辰吉ジュニアは「天心がKOできなかった男」を倒せるのか…“カリスマ”父のバンタム級への転級視野
プロボクシングの「PRIME VIDEO PRESENTS LIVEBOXING6」(23日・エディオンアリーナ大阪)の前日計量が22日、大阪市内のホテルで行われ、アンダーカードで行われる54.5キロ契約の8回戦ではノーランカーの辰吉寿以輝(27、大阪帝拳)と対戦相手の日本バンタム級10位の与那覇勇気(33、真正)が共に一発でクリアした。辰吉の相手は、那須川天心(25、帝拳)のデビュー戦で「KOできなかった男」。辰吉は、偉大なる父の元WBC世界バンタム級王者、辰吉丈一郎(53)がベルトを巻いたバンタム級でタイトルを目指す可能性を示唆し、“天心超え”のKO決着を誓った。 「ポロンあるかも」井岡一翔の大晦日決戦を盛り上げた4人のラウンドガール
妻手製の参鶏湯でリカバリー
辰吉は与那覇とのフェイスオフで握手もしなかった。 「なんか熱い人やと思いますよ」 計量を終えると控室で保温ポットに入った妻の手製の参鶏湯に舌鼓をうった。 「塩が足りてないんで」。ネギと塩は別封されている本格派。それをパラパラと上から振ってから、美味しそうに空っぽの胃袋へ流し込んだ。 減量方法は“カリスマ”の父親から直伝された“昭和スタイル”。直前に汗を出して落とす“水抜き”はせず1か月かけて徐々に8キロを落とした 「これが僕には合っているんでね」 対戦相手の与那覇は昨年4月の天心のプロボクシング転向デビュー戦の相手を務めた。天心の天才肌のスピードについていけず、途中ダウンを奪われて大差の判定で敗れたが、「天心がKOできなかった男」として名前は売った。ボディ攻撃でプレスをかけ、飛びつくようにして打つトリッキーな左で天心を戸惑わせるシーンもあった。沖縄尚学高―東洋大のアマキャリアが土台にあり、天心に敗れた後、一時は引退も考えたというが、昨年8月に元世界ランカーのカルーン・ジャルピアンラード(タイ)を2-1の判定で下して再起戦も終えている。格闘技の世界で3段論法的な比較論は通用しないが、天心が倒せなかった与那覇を辰吉が倒せば、“天心超え”の評価を受ける可能性はある。 「しっかり倒す。明日も超攻撃的?そうですね、それが僕のスタイル」 改めてKO宣言をした辰吉は、天心がサウスポーで参考にならないため、その天心―与那覇戦の映像はほとんど見ていないという。 そして天心との比較論が出てくる可能性についても言及した。 「どうなんですかね。
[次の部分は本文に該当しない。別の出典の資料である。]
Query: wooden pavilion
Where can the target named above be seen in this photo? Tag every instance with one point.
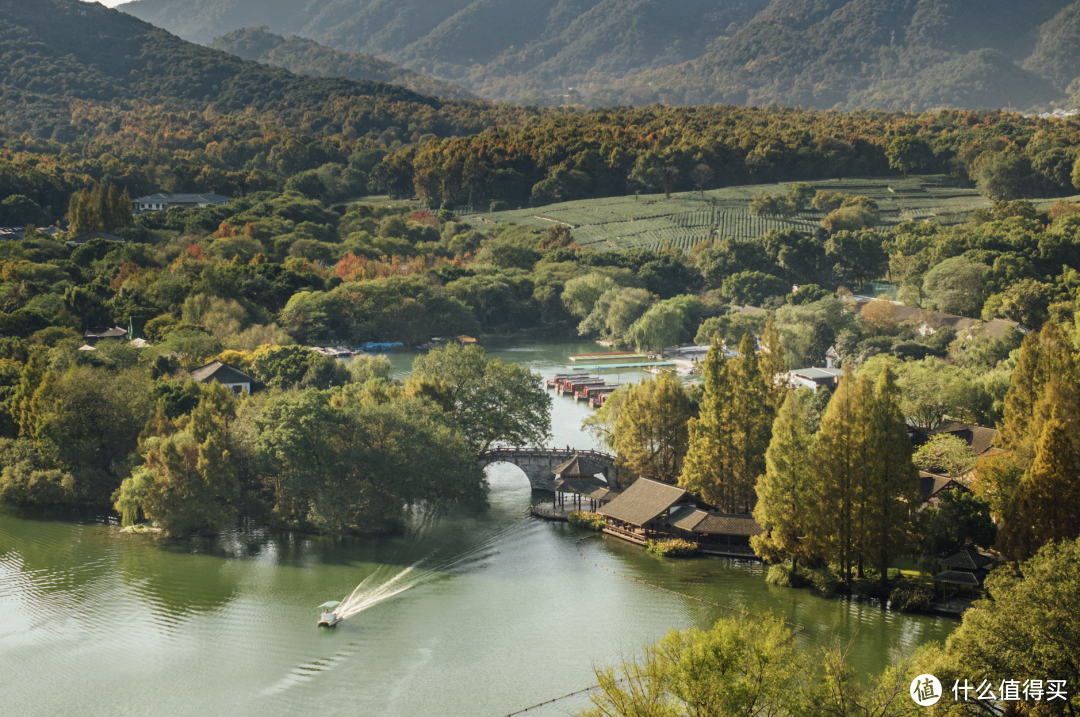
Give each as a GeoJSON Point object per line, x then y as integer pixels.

スタイルが違いますからね、サッカーでいえば、GKに“おまえ点とってこい!”はないでしょ。僕は倒しにいくスタイルなんで。それで世間の評価が上がるといい。僕はFW?そうなりますか。サッカーのルールは知らないですけど(笑)」 父親譲りの自負がちらついた。 今回の試合に関して父とは、「普通の話はしているけれど、ボクシングのアドバイスはないですよ。普通の話?いつも右から左の耳に抜けて聞いていないんで(笑)」という。 その父である辰吉丈一郎は、今回の試合が決まった時点で、天心と比較される可能性があることを伝えると、筆者にこう返していた。 「周囲は、そこで盛り上がるかもしれんね。アピールする分には寿以輝にとって願ってもないチャンス。周りがお膳立てしてくれたこの舞台を生かすも殺すも寿以輝次第。当の本人が結果を出さんとあかん」 そしてKOにこだわる必要がないことを熱弁していた。 「倒すにこしたことはないけど、判定であっても技術を見せれば、おお!と言わせることはできるんよ。今は、まだそれができていない。判定になるくらいの方がええ。のちのちのことを思えばね。気負いすぎると危ないところもあるからな。冷静に。とにかく、反復練習。練習でやったことしか試合には出ん。寿以輝に必要なのは、リングの戦いでの“慣れ”」 27歳になるが、15戦14勝(10KO)1分けのキャリア。ケガによるブランクもあり、父は、まだまだ試合経験が必要だと説く。